GASTBEITRAG VON SAMY DELUXE, RAPPER UND PRODUZENT – SUPERHELD 2.1
»Superhelden kommen in allen Farben und Formen! Wartet ab, unsere Zeit hat gerade erst begonnen« (unplugged 2019).
Ein Triumph, wenn sich die Realität verändert und Texte umgeschrieben werden müssen. Das ist leider nicht der Fall, aber der Mangel an dunkelhäutigen Superhelden hat zumindest abgenommen, und es gibt einen Black Panther in 2019.

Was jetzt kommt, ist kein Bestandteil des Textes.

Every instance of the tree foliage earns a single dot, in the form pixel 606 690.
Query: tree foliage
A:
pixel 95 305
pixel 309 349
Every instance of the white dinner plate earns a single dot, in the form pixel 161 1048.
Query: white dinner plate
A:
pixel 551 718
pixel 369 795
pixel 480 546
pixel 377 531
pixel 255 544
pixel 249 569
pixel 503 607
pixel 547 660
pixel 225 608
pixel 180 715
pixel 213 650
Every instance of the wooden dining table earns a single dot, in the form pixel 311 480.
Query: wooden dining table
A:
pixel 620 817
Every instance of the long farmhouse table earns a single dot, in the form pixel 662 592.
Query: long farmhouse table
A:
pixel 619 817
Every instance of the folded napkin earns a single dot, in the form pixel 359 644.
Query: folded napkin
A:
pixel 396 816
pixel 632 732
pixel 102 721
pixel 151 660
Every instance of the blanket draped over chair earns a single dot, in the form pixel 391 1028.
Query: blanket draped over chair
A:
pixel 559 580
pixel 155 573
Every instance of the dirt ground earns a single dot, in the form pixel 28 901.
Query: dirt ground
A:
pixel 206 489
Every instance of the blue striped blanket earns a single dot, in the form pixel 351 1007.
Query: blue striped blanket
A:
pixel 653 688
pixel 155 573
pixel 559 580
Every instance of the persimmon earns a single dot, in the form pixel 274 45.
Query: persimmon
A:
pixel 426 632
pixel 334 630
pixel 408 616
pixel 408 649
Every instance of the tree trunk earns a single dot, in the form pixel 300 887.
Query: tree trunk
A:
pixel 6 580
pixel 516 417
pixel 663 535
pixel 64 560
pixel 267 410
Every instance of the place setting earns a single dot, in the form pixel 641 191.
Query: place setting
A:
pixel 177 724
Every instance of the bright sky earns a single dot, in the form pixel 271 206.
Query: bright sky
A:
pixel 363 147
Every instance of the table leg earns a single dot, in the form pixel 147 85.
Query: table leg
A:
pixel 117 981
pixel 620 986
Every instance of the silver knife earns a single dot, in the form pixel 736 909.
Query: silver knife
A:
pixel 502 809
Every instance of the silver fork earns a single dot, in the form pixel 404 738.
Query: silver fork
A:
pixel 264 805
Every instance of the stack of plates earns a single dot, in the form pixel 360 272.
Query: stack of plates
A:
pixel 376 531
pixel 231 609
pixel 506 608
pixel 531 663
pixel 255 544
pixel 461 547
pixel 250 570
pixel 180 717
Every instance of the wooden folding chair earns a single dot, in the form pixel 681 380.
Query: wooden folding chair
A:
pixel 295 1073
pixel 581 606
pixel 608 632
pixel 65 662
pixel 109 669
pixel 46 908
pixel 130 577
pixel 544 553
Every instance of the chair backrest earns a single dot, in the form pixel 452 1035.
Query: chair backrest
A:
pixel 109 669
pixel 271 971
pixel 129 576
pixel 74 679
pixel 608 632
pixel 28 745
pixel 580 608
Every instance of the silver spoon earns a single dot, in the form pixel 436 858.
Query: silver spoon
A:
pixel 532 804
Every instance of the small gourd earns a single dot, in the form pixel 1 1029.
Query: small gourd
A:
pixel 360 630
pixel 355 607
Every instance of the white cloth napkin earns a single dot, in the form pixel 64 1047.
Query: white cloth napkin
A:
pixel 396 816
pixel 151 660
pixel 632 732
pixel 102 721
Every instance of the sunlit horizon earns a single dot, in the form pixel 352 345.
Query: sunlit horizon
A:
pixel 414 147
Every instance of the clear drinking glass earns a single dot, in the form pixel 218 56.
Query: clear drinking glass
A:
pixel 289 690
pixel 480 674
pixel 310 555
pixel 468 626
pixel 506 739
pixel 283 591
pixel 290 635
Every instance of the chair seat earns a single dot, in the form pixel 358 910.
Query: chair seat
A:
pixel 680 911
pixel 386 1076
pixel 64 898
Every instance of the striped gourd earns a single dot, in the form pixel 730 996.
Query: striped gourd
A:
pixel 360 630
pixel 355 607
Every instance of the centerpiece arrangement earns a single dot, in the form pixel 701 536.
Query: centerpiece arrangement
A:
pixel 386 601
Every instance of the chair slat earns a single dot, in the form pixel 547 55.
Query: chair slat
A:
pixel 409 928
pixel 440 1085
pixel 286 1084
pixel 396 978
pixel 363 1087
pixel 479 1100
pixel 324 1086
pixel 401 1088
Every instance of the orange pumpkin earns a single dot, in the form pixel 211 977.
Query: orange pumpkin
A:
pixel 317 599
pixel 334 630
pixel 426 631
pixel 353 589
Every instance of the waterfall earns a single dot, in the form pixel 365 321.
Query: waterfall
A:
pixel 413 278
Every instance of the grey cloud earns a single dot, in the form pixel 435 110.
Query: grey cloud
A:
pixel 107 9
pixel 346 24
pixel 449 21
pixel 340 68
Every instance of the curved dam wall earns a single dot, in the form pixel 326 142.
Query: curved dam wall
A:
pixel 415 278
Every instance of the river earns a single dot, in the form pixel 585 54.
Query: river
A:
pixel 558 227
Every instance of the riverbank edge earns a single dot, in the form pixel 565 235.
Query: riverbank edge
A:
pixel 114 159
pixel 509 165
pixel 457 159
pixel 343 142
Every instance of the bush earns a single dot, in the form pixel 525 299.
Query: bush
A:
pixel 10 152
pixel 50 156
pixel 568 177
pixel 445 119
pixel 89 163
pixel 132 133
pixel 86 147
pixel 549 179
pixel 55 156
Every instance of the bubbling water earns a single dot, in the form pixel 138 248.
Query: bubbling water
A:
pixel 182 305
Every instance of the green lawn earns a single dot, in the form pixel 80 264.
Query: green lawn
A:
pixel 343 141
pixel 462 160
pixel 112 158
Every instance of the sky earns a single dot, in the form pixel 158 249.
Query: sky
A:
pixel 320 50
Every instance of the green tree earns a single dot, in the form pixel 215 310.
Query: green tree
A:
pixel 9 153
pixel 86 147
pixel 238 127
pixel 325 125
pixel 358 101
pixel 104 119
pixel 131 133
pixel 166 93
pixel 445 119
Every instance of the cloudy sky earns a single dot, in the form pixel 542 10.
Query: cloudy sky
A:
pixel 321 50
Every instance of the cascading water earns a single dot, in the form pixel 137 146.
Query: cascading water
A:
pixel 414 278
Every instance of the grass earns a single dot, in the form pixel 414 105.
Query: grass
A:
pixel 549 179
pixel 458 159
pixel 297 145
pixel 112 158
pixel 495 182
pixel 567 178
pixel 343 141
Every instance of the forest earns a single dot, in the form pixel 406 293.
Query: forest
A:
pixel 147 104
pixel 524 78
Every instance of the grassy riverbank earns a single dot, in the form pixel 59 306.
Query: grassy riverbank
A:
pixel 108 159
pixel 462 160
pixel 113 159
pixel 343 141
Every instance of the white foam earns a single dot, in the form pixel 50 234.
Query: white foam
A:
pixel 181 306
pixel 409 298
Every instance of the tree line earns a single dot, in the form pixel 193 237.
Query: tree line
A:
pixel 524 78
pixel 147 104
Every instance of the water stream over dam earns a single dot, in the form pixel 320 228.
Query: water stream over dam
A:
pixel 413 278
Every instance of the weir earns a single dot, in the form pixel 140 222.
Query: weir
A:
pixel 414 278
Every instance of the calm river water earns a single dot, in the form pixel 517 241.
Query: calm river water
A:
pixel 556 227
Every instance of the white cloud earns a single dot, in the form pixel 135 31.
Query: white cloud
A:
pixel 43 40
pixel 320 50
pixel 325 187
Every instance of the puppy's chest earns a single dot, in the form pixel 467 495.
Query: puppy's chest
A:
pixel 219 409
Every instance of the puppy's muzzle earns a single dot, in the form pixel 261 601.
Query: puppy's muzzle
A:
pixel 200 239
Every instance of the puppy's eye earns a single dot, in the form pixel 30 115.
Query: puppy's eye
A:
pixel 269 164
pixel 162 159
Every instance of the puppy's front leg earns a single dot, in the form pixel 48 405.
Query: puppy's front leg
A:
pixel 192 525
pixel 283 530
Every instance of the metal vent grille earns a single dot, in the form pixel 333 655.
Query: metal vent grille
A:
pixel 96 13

2009 schrieb ich Superheld für meinen damals neunjährigen Sohn. Er hatte mir eines Abends, während ich ihm Harry-Potter-Bücher vorlas, gesagt, er wär gern weiß, allein aus dem Grund, dass alle Superhelden und coolen Figuren in Geschichten immer weiß sind. Der Song sollte ihm Mut machen und ein gutes Gefühl geben, aber was ich in den folgenden zehn Jahren an Feedback zu dem Text bekommen hab, ist unglaublich. Erstens eine riesen Zahl an Menschen mit dunkler Haut, die mir sagten, wie sehr der Song ihnen oder ihren Kindern geholfen hat, aber fast genauso interessant und wichtig ist der Fakt, dass es der einzige Text zu diesem Thema ist, der bei weißen Menschen extrem empathisch aufgenommen wurde. Durch die Perspektive eines unschuldigen Kindes kann jeder auf einmal das Ungleichgewicht verstehen und emotional nachvollziehen. Wenn ich mich als 1,96 Meter großer, dunkelhäutiger Mann sonst zu dem Thema äußere, merke ich oft, wie es Leuten unwohl wird, weil es aus meinem Mund bedrohlich wirkt. Und wenn ich aus der vermeintlichen Opferrolle rede, fühlen sich viele oft direkt in die Täterrolle gedrängt
Es ist für jede Gruppe von Minderheiten wichtig, ihre eigenen Erfahrungen und Gefühle teilen zu dürfen, im Idealfall, ohne dass eine Mehrheit sie dafür kritisiert, nur weil Ihnen das Thema unangenehm ist. Danke an David für dieses Buch.